Vonnegut, Kurt – Slapstick

No matter how large Eliza and I became, though, one figure remained constant in his reports: Our mental age was between two and three.

Hi ho.

“Flocka Butt,” along with my sister, of course, is one of the few people I am really hungry to see in the afterlife.

I am dying to ask him what he really thought of us as children – how much he suspected, how much he really knew.

Eliza and I must have given him thousands of clues as to our intelligence. We weren’t the cleverest of deceivers. We were only children, after all.

It seems probable to me that, when we babbled in his presence, we used words from some foreign language which he could recognize. He may have gone into the library of the mansion, which was of no interest to the servants, and found the books somehow disturbed.

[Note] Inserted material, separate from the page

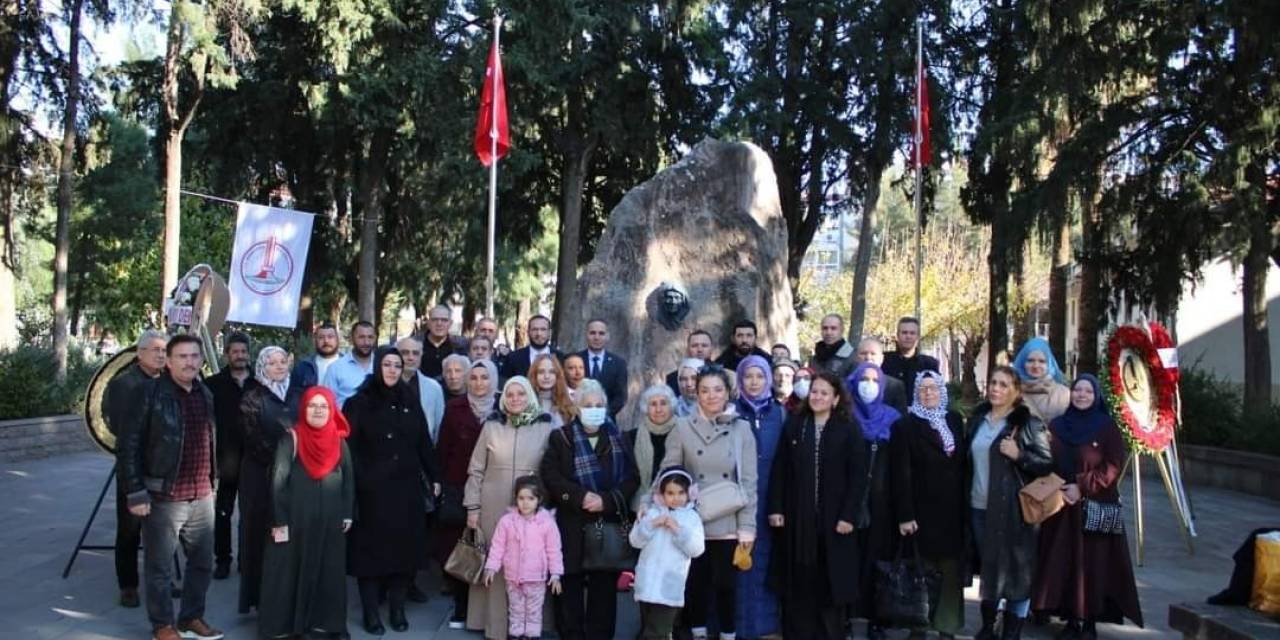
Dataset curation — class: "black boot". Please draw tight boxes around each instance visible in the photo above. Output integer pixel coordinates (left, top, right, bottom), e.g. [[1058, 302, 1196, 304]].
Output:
[[356, 577, 387, 636], [973, 600, 998, 640], [1000, 612, 1027, 640]]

He may have discovered the secret passageways himself, through some accident. He used to wander around the house a great deal after he was through with us, I know, explaining to the servants that his father was an architect. He may have actually gone into the secret passageways, and found books we were reading in there, and seen that the floors were spattered with candlewax.

Who knows?

I would like to know, too, what his secret sorrow was. Eliza and I, when we were young, were so wrapped up in each other that we rarely noticed the emotional condition of anybody else. But we were surely impressed by Dr. Mott’s sadness. So it must have been profound.

I once asked his grandson, the King of Michigan, Stewart Oriole-2 Mott, if he had any idea why Dr. Mott had found life to be such a crushing affair. “Gravity hadn’t yet turned mean,” I said. ‘The sky had not yet turned from blue to yellow, never to be blue again. The planet’s natural resources had yet to come to an end. The country had not yet been depopulated by Albanian flu and The Green Death.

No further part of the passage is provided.